Generally, there are two sources of knowledge for the development of a grammar: (1) linguistic theories and (2) the implicit knowledge embedded in treebanks (Xia 2001). A grammar resulting from the former source of knowledge gives a theoretical 2 A. Basirat et al. linguistic perspective on the language. Aside from the syntactic descriptions, the elementary structures of these grammars are enriched with complex descriptions, such as semantic representation. The linguistically motivated properties of these grammars make them suitable for various NLP tasks that require complex descriptions of grammar elements (e.g., semantic interpretation, and machine translation) (Bangalore, Haffner and Emami 2005). On the other hand, a grammar resulting from the latter source of knowledge gives a data-oriented perspective on the language. The main focus of this kind of grammars is on the statistical distribution of co-occurring syntactic phenomena induced from training corpora. These grammars are suitable for use in the modern statistical approaches proposed for the NLP applications such as statistical parsing, and statistical machine translation.

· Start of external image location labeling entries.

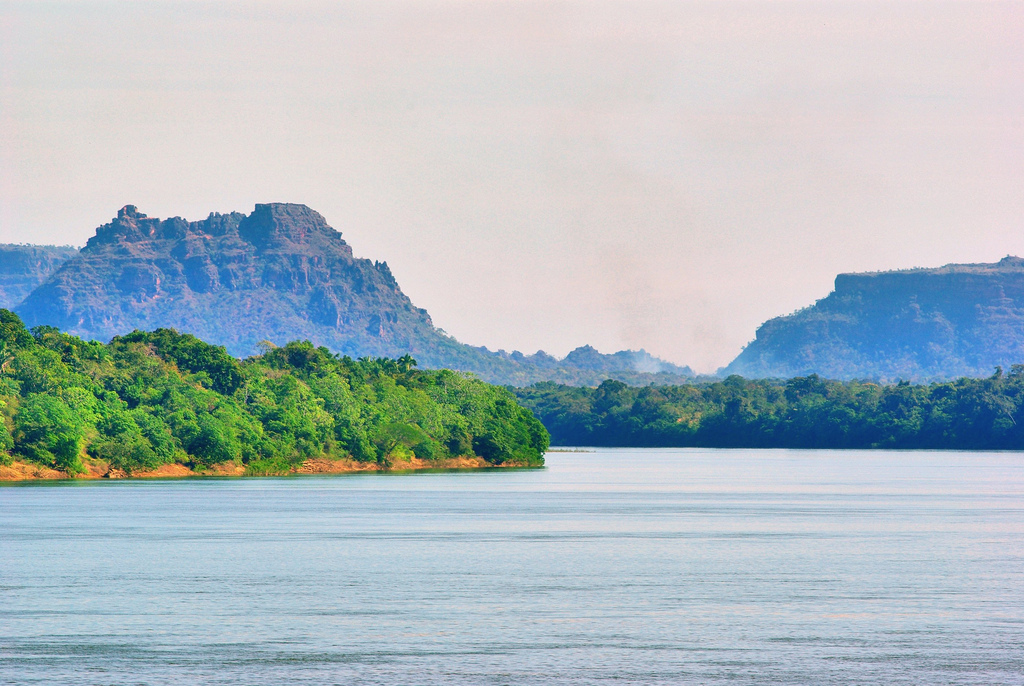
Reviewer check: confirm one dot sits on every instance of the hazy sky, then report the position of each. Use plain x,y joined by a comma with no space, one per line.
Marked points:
665,175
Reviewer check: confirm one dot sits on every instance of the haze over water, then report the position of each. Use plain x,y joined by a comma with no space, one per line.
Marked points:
629,566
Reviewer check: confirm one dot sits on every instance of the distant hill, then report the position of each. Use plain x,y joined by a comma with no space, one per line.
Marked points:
915,325
279,274
25,267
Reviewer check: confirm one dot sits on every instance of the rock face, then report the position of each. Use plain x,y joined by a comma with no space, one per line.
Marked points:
915,325
25,267
278,274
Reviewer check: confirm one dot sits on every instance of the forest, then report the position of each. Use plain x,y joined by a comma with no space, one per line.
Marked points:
800,413
146,399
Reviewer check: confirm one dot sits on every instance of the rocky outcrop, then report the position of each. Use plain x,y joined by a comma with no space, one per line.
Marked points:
916,325
278,274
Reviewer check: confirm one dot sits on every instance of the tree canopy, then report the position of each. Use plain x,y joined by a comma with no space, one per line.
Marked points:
150,398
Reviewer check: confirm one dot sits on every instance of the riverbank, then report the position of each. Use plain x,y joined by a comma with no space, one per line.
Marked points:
95,469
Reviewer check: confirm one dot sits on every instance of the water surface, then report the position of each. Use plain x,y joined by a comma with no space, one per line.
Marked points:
670,566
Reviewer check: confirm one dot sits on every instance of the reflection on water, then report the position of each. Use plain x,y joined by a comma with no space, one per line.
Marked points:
627,566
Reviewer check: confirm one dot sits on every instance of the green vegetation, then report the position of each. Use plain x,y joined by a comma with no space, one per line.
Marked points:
146,399
292,274
804,412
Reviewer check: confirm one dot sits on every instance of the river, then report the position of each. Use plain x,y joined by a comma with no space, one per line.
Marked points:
619,566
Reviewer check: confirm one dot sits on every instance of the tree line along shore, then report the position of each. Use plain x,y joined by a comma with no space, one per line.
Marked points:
163,403
800,413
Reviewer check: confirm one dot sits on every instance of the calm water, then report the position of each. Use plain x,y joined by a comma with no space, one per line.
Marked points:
619,566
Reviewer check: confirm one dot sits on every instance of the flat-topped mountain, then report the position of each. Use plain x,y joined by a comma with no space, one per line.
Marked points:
25,267
960,319
278,274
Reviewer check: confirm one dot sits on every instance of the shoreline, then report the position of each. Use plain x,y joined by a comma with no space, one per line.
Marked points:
26,471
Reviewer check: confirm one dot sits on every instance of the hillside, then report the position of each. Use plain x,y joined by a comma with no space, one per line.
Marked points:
919,325
25,267
278,274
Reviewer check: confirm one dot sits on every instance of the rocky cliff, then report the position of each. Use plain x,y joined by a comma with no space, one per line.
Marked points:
278,274
961,319
25,267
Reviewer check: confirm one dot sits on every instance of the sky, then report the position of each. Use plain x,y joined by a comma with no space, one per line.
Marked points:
540,174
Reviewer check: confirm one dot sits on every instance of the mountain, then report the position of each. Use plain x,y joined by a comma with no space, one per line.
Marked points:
920,325
278,274
25,267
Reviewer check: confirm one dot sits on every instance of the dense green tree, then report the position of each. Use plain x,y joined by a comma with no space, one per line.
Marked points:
804,412
155,397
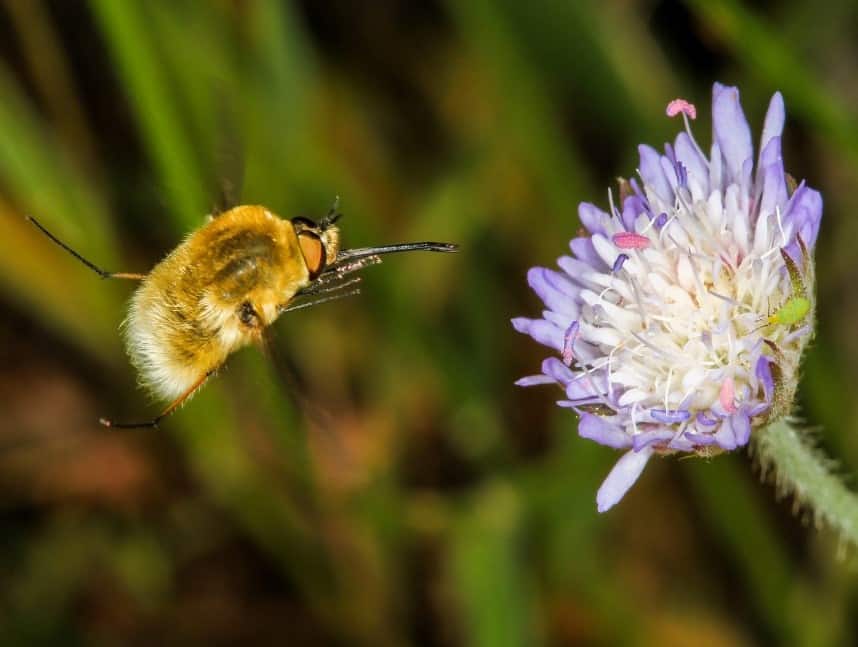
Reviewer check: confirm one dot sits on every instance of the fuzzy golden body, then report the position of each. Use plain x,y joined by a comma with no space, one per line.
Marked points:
223,285
211,295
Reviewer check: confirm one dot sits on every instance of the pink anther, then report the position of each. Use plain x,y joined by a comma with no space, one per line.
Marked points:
681,105
726,395
630,240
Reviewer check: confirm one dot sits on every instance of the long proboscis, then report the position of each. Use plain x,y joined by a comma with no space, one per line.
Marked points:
364,252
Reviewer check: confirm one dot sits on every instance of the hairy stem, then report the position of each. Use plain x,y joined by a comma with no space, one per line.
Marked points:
789,457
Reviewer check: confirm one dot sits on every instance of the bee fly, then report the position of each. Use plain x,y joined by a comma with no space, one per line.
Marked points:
223,285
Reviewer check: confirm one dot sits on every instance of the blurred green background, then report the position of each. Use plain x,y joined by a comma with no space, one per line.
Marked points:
379,480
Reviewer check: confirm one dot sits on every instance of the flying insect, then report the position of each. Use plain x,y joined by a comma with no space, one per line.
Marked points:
220,288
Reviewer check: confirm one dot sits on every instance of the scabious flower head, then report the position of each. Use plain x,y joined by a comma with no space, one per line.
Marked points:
679,320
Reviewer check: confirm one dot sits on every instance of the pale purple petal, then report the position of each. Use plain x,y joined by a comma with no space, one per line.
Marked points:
556,292
701,439
618,264
731,130
586,386
741,428
763,371
696,166
557,370
774,190
633,206
650,438
603,432
706,421
803,213
773,126
585,251
725,437
621,478
652,173
669,417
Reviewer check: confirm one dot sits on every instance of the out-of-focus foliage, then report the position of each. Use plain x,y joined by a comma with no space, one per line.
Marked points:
379,480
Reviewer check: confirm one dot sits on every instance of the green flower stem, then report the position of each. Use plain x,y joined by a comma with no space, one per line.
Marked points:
802,470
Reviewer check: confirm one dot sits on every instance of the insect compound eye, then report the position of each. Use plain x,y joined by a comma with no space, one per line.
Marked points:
313,250
247,315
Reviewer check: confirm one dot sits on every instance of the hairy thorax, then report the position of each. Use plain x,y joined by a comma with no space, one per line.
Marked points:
213,294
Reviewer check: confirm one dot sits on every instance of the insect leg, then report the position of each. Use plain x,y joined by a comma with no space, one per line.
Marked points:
175,404
102,273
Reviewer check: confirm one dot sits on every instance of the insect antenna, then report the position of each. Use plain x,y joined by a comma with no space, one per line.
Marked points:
332,216
102,273
364,252
175,404
319,300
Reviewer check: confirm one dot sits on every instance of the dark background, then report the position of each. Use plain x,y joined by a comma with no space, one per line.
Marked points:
379,480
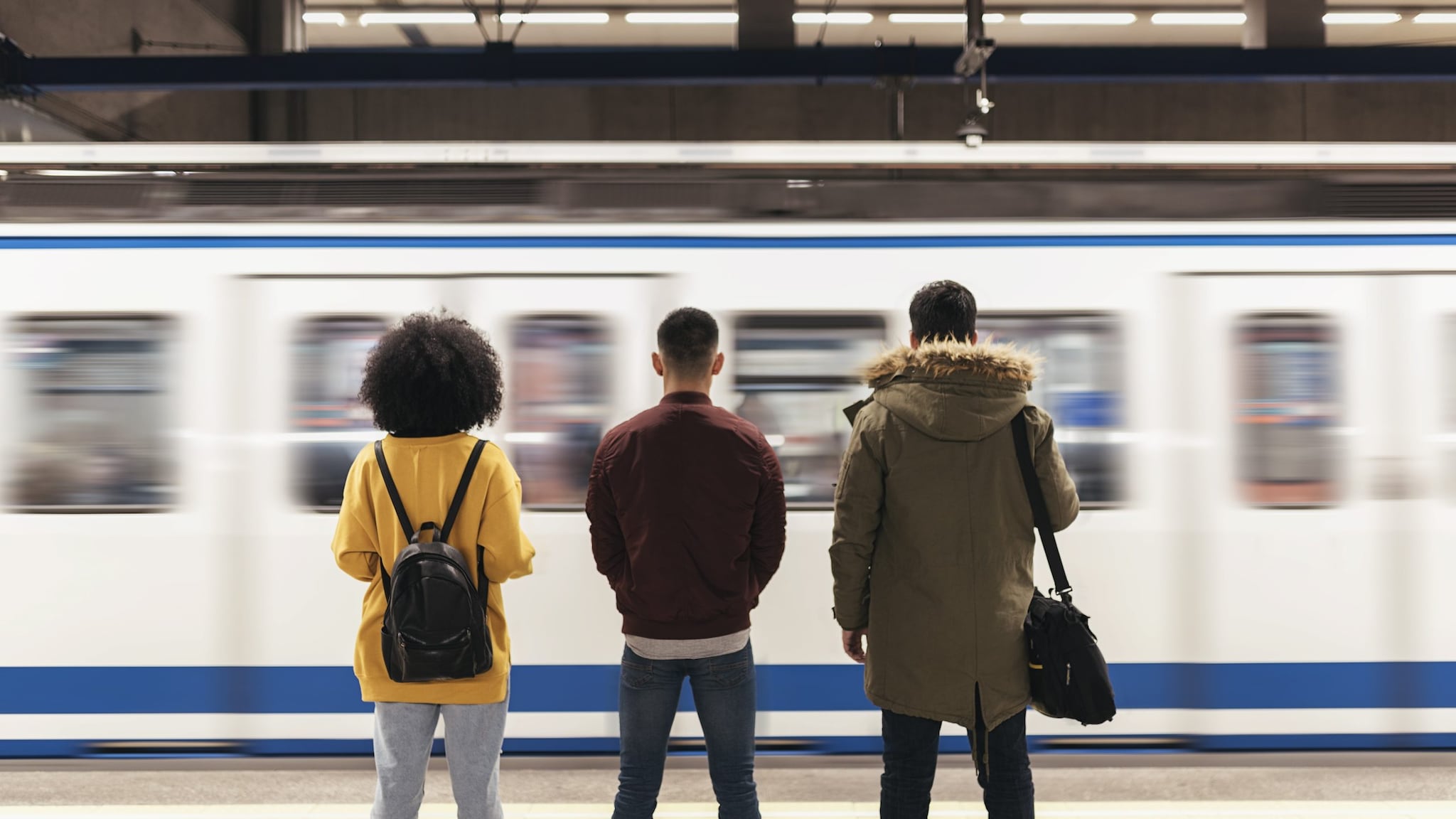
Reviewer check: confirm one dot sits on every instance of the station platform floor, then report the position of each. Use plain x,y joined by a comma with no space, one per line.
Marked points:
1280,786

This paper deals with the problem of linking these two perspectives together (i.e., theory-oriented and data-oriented perspectives) by making a bridge between their related grammars. The bridge can provide a way to augment the theoretical perspective of a language with the data-oriented perspective of that language (and vice versa) in order to combine their advantages.

The idea is implemented in the context of LTAG. The main reason for this choice is the special and practical properties of LTAGs for representing the structural descriptions of syntactic phenomena (Kroch and Joshi 1985; Frank 2004). The power of this formalism is the direct result of the way it factors out recursions and dependencies from the domain of locality. Moreover, the virtue of having the extended domain of locality allows the formalism to impose syntactic and semantic constraints on the relevant arguments of the same elementary structure.

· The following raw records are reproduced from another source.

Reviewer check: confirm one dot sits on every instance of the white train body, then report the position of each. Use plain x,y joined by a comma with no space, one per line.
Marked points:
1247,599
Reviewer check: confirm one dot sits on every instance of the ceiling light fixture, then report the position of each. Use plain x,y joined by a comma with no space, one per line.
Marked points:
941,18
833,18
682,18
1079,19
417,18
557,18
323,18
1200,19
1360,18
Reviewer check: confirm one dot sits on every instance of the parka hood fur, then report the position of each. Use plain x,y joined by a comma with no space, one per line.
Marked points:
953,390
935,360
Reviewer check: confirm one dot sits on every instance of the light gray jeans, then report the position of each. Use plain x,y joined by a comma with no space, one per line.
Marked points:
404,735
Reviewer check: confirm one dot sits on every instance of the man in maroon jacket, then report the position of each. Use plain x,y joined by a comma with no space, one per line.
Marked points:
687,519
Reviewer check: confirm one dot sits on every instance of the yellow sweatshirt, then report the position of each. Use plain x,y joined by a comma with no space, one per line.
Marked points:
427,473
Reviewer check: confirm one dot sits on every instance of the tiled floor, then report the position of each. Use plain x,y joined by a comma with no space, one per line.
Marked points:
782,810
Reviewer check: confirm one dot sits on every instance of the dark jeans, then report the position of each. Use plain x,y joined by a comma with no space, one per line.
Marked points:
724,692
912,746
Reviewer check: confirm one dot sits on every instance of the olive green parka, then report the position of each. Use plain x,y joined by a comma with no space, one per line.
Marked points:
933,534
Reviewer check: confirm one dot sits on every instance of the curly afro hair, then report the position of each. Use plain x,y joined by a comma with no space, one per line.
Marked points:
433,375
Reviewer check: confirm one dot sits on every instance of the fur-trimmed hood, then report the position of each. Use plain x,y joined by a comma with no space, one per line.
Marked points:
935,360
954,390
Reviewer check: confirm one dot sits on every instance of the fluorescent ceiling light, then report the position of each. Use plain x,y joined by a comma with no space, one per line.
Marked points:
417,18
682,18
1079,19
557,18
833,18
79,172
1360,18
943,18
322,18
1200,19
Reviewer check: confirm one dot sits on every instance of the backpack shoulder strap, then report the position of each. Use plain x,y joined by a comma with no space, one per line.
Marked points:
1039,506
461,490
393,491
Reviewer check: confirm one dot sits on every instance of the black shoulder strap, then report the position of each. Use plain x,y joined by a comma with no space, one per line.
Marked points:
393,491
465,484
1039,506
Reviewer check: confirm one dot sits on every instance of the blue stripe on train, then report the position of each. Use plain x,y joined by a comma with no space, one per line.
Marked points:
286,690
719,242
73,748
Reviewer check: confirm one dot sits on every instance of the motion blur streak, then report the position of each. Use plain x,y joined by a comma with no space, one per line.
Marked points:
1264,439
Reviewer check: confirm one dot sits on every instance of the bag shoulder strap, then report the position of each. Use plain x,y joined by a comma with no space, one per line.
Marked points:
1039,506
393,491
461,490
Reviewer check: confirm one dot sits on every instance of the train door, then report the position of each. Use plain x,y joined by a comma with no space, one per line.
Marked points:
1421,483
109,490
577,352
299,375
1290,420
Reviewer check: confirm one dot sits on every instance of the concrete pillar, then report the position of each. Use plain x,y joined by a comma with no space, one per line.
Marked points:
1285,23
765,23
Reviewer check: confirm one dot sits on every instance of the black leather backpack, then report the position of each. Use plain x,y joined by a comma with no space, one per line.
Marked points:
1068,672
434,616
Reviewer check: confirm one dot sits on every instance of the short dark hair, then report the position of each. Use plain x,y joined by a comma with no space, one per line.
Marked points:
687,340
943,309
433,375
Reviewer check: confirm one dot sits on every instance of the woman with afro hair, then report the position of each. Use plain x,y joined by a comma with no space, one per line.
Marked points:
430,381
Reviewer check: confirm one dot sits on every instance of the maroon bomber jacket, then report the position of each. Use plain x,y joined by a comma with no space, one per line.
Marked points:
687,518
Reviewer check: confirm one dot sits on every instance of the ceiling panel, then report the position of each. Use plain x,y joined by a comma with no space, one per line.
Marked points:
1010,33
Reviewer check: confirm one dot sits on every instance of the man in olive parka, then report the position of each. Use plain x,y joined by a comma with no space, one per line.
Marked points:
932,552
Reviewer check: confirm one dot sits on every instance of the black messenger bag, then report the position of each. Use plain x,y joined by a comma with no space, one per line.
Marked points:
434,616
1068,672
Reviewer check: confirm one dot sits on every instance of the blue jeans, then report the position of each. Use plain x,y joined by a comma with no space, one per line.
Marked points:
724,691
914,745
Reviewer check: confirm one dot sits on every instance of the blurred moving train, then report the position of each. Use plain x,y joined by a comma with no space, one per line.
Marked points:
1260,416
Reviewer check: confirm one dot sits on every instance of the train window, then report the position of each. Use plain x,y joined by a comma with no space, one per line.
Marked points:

The widespread use of this formalism in natural language processing applications such as summarization (Eddy, Bental and Cawsey 2001), discourse parsing (Forbes et al. 2003), syntactic parsing (Schabes and Joshi 1988; Bangalore and Joshi 1999;

Bangalore et al. 2009), information retrieval (Chandrasekar and Bangalore 1997), and machine translation (Shieber and Schabes 1990; DeNeefe and Knight 2009; Ma and McKeown 2012) is another reason to concentrate on this formalism.

Formally, an LTAG is a tree-generating system that forms a language by a set of derived trees (Joshi and Schabes 1997). The elementary units of rewriting in this formalism are the basic syntactic structures, which are represented in the form of trees, called elementary trees.1 Each elementary tree is associated with a lexical item, called the anchor, and defines a syntactic environment in which the anchor can appear. Accordingly, the elementary trees directly address the concept of the supertag, which is defined as a complex description of the syntactic environment of the lexemes (Bangalore et al. 2005; Bangalore et al. 2009).